The temperature in the cockpit is impossible during the day, even with the awnings erected all round it. I am sitting below, with an umbrella errected over the companionway, as a double sunstop, and all the cabin windows have reflecting silver foil over them. Still, plenty of power from the solar panel for this computer! Sitting outside in the shade causes sunburn after five mins or so, if I wear clothes they are drenched with sweat in minutes.I'm looking forward to five oclock when the sun starts to go down, its cooled off a bit, and there are some evening colours about.

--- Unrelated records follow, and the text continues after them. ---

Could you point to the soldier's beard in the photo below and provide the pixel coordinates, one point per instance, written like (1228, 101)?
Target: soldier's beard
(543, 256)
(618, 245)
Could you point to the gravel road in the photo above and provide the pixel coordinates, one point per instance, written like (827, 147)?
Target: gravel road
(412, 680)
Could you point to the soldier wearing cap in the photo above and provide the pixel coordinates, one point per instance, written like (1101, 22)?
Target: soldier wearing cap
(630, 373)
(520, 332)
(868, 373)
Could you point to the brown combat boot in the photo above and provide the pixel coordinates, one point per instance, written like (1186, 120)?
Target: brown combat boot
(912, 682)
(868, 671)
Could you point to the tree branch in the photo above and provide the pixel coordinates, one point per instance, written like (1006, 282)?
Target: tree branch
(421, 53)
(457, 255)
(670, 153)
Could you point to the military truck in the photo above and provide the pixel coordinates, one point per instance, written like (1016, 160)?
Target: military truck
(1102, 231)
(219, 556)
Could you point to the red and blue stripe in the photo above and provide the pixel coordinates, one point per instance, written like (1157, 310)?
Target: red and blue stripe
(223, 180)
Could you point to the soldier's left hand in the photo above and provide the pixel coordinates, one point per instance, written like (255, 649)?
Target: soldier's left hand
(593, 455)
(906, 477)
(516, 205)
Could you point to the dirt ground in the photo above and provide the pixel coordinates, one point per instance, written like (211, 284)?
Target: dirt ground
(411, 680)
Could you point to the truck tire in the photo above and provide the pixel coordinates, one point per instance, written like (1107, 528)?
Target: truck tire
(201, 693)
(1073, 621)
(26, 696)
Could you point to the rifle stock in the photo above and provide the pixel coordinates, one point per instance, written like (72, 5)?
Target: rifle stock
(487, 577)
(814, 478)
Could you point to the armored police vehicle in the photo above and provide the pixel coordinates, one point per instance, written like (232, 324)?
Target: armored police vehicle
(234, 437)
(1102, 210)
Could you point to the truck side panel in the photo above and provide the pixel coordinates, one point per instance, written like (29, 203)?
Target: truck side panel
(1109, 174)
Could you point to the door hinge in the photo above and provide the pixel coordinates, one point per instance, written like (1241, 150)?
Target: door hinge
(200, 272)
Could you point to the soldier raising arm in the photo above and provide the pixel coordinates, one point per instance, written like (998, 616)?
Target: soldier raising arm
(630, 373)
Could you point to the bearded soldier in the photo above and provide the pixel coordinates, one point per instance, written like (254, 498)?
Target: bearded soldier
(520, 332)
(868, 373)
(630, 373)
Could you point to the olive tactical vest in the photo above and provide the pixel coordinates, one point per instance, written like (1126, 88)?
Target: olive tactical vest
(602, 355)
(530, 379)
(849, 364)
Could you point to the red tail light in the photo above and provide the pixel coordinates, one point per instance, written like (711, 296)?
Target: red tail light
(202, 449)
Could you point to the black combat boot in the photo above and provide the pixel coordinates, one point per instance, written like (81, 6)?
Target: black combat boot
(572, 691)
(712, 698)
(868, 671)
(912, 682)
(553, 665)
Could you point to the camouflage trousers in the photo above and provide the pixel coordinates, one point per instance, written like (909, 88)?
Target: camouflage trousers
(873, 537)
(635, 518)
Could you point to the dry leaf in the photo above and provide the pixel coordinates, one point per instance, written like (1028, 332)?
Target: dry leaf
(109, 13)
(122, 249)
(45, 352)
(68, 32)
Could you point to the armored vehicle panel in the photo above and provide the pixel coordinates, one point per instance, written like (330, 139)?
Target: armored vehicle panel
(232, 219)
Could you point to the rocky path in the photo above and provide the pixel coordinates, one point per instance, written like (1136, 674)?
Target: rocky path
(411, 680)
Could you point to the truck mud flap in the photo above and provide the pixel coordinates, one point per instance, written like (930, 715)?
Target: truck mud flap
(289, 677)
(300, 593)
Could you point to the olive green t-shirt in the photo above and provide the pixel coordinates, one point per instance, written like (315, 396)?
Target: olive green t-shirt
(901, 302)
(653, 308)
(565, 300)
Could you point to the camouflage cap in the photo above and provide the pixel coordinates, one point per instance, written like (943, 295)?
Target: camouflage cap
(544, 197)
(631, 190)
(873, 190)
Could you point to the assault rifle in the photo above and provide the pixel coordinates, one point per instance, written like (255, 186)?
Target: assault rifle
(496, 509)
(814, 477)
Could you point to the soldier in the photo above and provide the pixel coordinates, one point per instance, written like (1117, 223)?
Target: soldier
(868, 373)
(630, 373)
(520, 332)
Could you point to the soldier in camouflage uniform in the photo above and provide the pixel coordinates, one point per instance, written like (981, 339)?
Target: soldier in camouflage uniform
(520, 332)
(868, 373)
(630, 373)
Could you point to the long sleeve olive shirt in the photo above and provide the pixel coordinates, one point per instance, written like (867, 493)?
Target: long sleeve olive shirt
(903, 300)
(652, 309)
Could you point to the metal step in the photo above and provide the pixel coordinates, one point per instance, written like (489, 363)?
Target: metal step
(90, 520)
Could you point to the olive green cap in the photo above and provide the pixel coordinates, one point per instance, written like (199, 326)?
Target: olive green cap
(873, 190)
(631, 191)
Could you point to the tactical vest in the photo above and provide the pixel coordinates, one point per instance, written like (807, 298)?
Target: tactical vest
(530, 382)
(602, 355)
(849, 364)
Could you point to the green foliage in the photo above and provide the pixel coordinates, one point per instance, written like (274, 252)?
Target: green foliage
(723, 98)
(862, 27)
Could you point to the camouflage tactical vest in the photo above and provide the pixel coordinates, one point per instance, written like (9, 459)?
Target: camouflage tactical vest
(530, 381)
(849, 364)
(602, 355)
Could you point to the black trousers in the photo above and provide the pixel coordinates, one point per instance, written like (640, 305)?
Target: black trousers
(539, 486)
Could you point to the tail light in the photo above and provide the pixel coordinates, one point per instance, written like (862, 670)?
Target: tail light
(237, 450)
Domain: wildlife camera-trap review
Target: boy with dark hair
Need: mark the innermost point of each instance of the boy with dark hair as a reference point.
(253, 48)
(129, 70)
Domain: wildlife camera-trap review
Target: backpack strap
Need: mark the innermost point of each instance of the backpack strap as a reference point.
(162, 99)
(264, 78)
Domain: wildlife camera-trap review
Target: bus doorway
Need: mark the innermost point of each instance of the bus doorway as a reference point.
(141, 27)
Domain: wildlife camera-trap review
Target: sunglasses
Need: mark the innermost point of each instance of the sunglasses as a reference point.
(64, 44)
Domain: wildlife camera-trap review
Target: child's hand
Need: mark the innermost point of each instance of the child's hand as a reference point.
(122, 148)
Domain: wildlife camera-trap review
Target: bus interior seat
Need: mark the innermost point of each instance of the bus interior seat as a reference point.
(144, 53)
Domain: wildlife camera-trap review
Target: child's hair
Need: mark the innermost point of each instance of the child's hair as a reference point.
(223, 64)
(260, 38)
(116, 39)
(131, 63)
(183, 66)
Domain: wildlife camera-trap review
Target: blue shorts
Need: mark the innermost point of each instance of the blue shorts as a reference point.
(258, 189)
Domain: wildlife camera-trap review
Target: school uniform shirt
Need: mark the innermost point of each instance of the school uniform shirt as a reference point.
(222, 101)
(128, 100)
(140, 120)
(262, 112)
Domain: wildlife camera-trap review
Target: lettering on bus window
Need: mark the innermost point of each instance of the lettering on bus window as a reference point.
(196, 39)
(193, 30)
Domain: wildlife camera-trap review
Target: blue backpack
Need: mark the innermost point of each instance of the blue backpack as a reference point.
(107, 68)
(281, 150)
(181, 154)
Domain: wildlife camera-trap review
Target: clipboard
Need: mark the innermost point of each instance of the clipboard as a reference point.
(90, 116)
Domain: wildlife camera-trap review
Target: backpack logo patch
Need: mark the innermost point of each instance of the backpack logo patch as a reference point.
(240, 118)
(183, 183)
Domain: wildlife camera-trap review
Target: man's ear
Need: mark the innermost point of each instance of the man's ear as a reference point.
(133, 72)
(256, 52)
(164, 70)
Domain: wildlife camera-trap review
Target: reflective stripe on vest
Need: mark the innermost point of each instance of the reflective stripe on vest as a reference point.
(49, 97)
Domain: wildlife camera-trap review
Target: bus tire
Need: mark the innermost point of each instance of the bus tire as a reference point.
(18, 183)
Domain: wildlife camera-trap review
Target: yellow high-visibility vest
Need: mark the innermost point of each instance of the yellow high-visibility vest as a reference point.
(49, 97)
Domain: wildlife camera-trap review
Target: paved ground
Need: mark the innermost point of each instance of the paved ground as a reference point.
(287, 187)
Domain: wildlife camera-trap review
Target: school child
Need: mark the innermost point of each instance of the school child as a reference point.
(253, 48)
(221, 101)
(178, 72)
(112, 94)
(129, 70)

Oh, and the wind. It has been kind so far, 7 to 9 kts is as expected very light, but the direction gives us a close fetch which just enables the sails to fill, and remain full as we roll about. The engine has been switched off for 6 hours now: he must be thinking that I don't love him anymore! We have this forecast for the next three days. If we could manage three continuous days sailing that would be wonderful, but improbable! It is going to be a trying time, but I realise what I do is merely shuffle my anxieties about: the boiling batteries are now bottom of the list, it's the chaffing sails, and the inadequate supplies of diesel that now crowd my little brain.
Looking back, my 'retreat' from Langkawi has not turned out badly. As I near the end of 'War and Peace', and I'll just repeat that: As I near the end of 'War and Peace', I realise once again what a lucky stroke of luck it is that I am me, and not for instance, one of Napoleon's soldiers trying in vain to find his way home, with his brass coatbuttons frozen to destruction.